With its small urban blocks, three- to four-story building heights, closely-knit network of streets and public spaces, the town center is designed to facilitate interaction and a sense of community, Sanchez says. Streets and squares are paved with cobbles and flagstones. Vehicular zones are only subtly marked. The entire right-of-way is designed to be comfortable for pedestrians.
Krier describes the streetscapes made up of building elevations that “are aligned so that they make sense, like the words that form a coherent sentence.” Commercial streets and squares are lined with colonnades, which come from the local vernacular. The design establishes a variegated (although mostly low-rise) skyline in which towers, domes and cupolas punctuate the roofscape, Sanchez points out.
Phase two includes the construction of an ambitious classical church, designed for 700 parishioners, with a cross that rises 118 feet, designed by Sanchez. The third in a sequence of iconic public buildings — a tower by Krier that rises above a market stall — is planned to mark the entrance to Cayalá in a future phase.
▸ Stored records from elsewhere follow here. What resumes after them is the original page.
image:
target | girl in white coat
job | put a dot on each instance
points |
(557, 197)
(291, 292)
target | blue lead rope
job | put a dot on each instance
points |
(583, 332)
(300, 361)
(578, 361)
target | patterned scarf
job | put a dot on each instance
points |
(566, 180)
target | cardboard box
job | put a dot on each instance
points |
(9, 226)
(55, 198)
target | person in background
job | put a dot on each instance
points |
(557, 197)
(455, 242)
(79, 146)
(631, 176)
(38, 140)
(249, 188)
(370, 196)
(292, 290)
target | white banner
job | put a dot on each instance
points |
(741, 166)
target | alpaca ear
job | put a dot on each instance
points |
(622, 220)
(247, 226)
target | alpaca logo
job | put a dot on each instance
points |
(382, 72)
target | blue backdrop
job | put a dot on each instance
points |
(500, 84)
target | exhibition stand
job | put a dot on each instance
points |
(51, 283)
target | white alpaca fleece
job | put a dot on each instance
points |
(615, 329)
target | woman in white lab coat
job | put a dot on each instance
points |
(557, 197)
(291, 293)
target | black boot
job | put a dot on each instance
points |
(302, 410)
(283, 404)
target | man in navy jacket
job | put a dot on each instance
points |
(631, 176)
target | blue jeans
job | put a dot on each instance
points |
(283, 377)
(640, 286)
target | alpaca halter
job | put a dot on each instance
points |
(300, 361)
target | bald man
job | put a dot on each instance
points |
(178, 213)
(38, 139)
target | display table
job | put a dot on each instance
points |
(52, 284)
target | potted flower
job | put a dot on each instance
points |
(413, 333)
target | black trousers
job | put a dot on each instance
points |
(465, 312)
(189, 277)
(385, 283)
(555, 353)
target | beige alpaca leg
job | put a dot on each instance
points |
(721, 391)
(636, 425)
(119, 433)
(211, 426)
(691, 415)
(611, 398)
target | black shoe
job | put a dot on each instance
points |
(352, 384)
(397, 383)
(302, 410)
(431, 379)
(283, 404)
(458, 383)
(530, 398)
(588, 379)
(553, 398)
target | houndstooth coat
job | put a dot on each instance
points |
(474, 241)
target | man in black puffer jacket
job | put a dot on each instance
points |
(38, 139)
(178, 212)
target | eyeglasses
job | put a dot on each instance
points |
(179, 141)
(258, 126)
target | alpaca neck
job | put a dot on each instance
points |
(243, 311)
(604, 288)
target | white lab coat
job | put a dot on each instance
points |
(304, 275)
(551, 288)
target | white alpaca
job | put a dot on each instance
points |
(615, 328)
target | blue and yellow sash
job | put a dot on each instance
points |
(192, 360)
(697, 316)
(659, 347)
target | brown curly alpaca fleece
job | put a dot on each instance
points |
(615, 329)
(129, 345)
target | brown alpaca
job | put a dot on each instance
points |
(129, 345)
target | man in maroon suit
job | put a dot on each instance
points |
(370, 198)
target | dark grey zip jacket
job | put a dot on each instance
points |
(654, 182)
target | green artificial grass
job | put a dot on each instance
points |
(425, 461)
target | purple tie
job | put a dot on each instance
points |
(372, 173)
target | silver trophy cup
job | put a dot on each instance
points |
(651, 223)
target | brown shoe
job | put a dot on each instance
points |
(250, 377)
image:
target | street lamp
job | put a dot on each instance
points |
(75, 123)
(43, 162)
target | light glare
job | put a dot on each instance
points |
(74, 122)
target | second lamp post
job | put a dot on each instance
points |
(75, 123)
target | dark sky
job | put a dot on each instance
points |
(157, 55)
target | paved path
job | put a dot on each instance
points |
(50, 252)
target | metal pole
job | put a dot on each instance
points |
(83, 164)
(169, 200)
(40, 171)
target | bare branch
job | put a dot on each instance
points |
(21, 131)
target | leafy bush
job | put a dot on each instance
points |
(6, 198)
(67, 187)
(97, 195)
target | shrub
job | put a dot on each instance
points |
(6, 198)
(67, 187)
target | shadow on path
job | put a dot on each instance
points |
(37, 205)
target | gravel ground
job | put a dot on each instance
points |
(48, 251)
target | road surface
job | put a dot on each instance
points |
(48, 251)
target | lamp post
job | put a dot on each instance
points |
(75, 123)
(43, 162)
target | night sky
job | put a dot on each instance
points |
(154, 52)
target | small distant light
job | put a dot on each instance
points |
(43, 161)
“Cayalá is a new world-class destination, its design offers multiple options for housing, condominiums and apartment buildings surrounded by parks, nature reserves and open spaces, available at any time of day, which gives visitors, a completely different option within the city. The second phase of construction will take place in the first half of 2012; we hope to conclude in 18 months,” says Héctor Leal, General Manager at Cayalá.